- Born: Arthur Doyne Courtenay Bell 15 June 1909 Prestwich, Lancashire
- Died: 16 September 1970 (aged 70) Canonbury,
- Citizenship: British
- Education: King's College School Gresham's School St John's College, Oxford St Thomas's Hospital
- Years active: 1928–1966
- Medical career
- Profession: Physician
- Institutions: St Thomas's Hospital Harley Street Charing Cross Hospital Belgrave Hospital for Children Queen Mary's Hospital for the East End
- Sub-specialties: consultant paediatrician
- Research: Pyloromyotomy

= Arthur Bell (physician) =

British consultant paediatrician

Arthur Doyne Courtenay Bell (15 June 1900 – 16 September 1970) was a British physician and consultant paediatrician.

To his friends he was known as DB.
==Early life==
Born at Prestwich, Lancashire, Bell was the son of Robert Arthur Bell, a consulting engineer and mathematician, and his wife Evelyn Maud Richardson, and was related through his father’s family to Thomas Sydenham, a 17th-century physician. He was also related to the antiquary Doyne Courtenay Bell (1830―1888).

Bell was baptized into the Church of England at the Church of St Mary the Virgin, Prestwich, on 29 July 1900, and had five sisters and a brother. Before he was born, the family had lived at Cuddalore in the Madras Presidency of British India and in Dinton, Wiltshire. By 1911 it had moved to a 14-room house in Wimbledon, Surrey, and had three servants.

The young Bell was educated at King's College School, Gresham's School, St John's College, Oxford, where he held a scholarship and was Adrian Graves Memorial Exhibitioner, and St Thomas's Hospital, graduating M.B.Ch.B. and being admitted as M.R.C.S. and L.R.C.P. in 1928.
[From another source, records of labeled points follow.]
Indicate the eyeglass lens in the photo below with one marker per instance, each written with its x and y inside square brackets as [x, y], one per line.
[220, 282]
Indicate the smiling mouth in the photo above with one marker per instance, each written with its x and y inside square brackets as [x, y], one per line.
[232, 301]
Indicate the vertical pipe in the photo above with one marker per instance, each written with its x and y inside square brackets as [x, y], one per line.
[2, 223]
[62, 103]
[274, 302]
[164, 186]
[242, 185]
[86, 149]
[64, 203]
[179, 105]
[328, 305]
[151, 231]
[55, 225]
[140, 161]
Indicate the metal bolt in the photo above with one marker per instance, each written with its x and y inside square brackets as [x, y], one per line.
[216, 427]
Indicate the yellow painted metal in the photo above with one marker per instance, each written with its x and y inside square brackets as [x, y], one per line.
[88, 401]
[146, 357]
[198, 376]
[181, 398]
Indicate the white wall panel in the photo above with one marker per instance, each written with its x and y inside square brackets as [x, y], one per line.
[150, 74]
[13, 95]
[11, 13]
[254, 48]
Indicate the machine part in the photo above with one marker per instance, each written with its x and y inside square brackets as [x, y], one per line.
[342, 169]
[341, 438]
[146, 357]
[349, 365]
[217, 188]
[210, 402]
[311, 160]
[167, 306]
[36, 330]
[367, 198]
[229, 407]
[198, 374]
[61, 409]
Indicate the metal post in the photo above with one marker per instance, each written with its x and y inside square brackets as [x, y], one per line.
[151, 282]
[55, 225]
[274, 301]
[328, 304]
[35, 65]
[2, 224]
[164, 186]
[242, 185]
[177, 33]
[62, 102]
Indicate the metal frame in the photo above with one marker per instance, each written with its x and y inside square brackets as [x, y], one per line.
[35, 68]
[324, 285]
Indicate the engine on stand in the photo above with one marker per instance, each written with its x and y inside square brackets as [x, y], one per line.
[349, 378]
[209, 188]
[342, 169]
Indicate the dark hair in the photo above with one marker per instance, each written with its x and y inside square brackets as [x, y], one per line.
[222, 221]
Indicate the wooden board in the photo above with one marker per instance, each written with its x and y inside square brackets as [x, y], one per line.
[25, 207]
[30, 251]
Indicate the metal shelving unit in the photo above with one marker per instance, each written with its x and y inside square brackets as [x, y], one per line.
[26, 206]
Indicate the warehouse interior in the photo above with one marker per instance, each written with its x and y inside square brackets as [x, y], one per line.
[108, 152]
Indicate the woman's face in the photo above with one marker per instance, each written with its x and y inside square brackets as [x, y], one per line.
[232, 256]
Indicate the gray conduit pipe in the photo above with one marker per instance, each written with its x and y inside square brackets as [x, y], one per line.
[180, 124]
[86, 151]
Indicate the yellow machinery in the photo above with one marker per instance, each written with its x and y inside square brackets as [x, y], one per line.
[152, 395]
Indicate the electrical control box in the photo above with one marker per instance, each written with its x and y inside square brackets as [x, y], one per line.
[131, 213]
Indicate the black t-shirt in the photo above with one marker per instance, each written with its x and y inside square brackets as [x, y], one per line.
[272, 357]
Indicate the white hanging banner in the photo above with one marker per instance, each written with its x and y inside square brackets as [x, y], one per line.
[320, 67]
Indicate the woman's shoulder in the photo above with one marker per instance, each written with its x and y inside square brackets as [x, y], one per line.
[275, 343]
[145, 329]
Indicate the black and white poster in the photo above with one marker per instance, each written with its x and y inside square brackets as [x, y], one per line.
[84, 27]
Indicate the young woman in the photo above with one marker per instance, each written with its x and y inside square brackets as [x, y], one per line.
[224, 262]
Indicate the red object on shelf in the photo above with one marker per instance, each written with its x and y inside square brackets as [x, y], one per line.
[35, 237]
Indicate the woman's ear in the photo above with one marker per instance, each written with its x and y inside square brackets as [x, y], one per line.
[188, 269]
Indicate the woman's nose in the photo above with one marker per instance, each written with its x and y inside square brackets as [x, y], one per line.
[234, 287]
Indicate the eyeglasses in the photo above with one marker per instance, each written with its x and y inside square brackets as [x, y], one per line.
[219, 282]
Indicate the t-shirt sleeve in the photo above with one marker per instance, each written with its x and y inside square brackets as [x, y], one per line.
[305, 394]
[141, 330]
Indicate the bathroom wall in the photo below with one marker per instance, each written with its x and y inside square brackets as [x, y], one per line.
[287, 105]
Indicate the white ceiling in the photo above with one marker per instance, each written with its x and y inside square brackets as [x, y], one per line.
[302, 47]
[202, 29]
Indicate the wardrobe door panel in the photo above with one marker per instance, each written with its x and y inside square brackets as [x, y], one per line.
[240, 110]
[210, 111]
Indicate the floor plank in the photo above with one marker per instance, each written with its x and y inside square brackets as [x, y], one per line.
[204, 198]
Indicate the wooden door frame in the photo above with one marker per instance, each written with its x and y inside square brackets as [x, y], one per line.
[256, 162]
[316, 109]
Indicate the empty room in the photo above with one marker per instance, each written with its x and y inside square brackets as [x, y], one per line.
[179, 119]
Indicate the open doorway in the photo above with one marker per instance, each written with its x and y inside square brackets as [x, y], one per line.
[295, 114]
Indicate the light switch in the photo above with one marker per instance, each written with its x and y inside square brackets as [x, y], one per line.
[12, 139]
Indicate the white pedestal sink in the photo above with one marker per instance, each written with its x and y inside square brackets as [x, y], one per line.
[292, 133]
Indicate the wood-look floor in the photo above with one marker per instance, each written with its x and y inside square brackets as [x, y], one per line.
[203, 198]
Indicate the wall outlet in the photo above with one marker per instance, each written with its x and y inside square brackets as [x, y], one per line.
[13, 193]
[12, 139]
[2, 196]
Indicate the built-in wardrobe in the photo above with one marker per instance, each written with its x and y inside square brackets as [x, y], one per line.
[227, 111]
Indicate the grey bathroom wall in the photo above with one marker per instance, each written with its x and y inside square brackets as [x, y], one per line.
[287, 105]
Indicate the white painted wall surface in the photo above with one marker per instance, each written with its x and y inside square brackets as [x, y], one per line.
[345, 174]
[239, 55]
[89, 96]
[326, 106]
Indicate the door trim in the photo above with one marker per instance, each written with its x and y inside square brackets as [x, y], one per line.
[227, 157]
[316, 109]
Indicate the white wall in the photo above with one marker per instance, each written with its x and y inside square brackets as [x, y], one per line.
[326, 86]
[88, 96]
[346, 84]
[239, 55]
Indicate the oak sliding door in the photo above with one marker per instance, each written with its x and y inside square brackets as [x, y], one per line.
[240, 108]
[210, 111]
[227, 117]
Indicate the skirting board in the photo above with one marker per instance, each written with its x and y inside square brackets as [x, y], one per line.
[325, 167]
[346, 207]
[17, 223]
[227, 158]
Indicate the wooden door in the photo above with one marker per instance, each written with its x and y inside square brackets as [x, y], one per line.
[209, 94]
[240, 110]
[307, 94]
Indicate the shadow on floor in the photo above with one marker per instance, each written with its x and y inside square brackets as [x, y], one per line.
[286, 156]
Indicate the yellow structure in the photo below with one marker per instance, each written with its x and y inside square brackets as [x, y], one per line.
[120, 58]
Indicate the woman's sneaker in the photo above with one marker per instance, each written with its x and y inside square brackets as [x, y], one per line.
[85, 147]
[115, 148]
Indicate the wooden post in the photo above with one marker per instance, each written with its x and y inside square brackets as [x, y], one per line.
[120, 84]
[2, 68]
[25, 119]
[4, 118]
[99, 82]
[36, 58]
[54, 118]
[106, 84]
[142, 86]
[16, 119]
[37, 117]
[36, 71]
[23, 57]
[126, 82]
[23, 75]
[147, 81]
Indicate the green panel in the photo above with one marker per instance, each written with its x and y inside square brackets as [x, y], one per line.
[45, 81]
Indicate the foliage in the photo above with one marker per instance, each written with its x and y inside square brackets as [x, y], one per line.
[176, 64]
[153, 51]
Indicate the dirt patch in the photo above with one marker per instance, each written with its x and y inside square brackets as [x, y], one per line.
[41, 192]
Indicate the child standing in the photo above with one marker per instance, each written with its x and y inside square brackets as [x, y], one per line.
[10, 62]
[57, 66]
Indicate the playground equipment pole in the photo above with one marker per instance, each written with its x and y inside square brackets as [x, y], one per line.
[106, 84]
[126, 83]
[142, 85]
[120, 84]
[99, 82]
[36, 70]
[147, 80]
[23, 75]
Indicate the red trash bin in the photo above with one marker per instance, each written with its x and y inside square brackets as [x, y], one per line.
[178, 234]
Bell's older brother David Courtenay Bell, an officer in the Royal Navy, died on 6 July 1918, aged 23, while on duty in HMS C25 during the First World War. By then, their parents were living at Waldegrave Park, Strawberry Hill.

==Career==
Bell served his pre-registration years as a house physician and anaesthetist at St Thomas's Hospital, and in 1931 published with G. H. Fitzgibbon a paper on pyloromyotomy, "The Rammstedt operation for treatment of congenital hypertrophic pyloric stenosis: a statistical review of results". In that year, he was awarded a valuable Perkins travelling fellowship to study in Vienna and Berlin.

On his return to England in 1932, Bell was appointed as chief assistant in the children’s department at St Thomas's Hospital. He was admitted M.R.C.P. in 1933. By 1934, the address given for him in The Medical Directory was 120, Harley Street, and in 1938 the University of Oxford awarded him the degree of D.M. During the second world war, he was in charge of the children’s department at the London Hospital. He was also paediatric consultant in Sector II of the Emergency medical services and medical officer to the Heavy Reserve Squad in the City of Westminster.

In 1945, Bell joined the staff of the Charing Cross Hospital and also became physician at the Belgrave Hospital for Children and an honorary physician to the children's department of Queen Mary's Hospital for the East End of London.

In 1949 he was elected a Fellow of the Royal College of Physicians. He was also appointed as Examiner in Medicine and Child Health at the Royal College.

Bell retired from the staff of the Charing Cross Hospital in 1965, and from its board of governors the next year. He was replaced at Charing Cross Hospital by Herbert Barrie. Bell died in 1970, while living in Canonbury.

==Character and private life==
An obituary noted that Bell never patronized or talked down to children and would discuss their cases with them "as gravely as if they were distinguished colleagues". A clubman and bon vivant, he had a genial manner and was elected chairman of the Savile Club. He played golf, was a fly-fisherman, and in later life took up painting in oils, exhibiting work at the Royal Academy.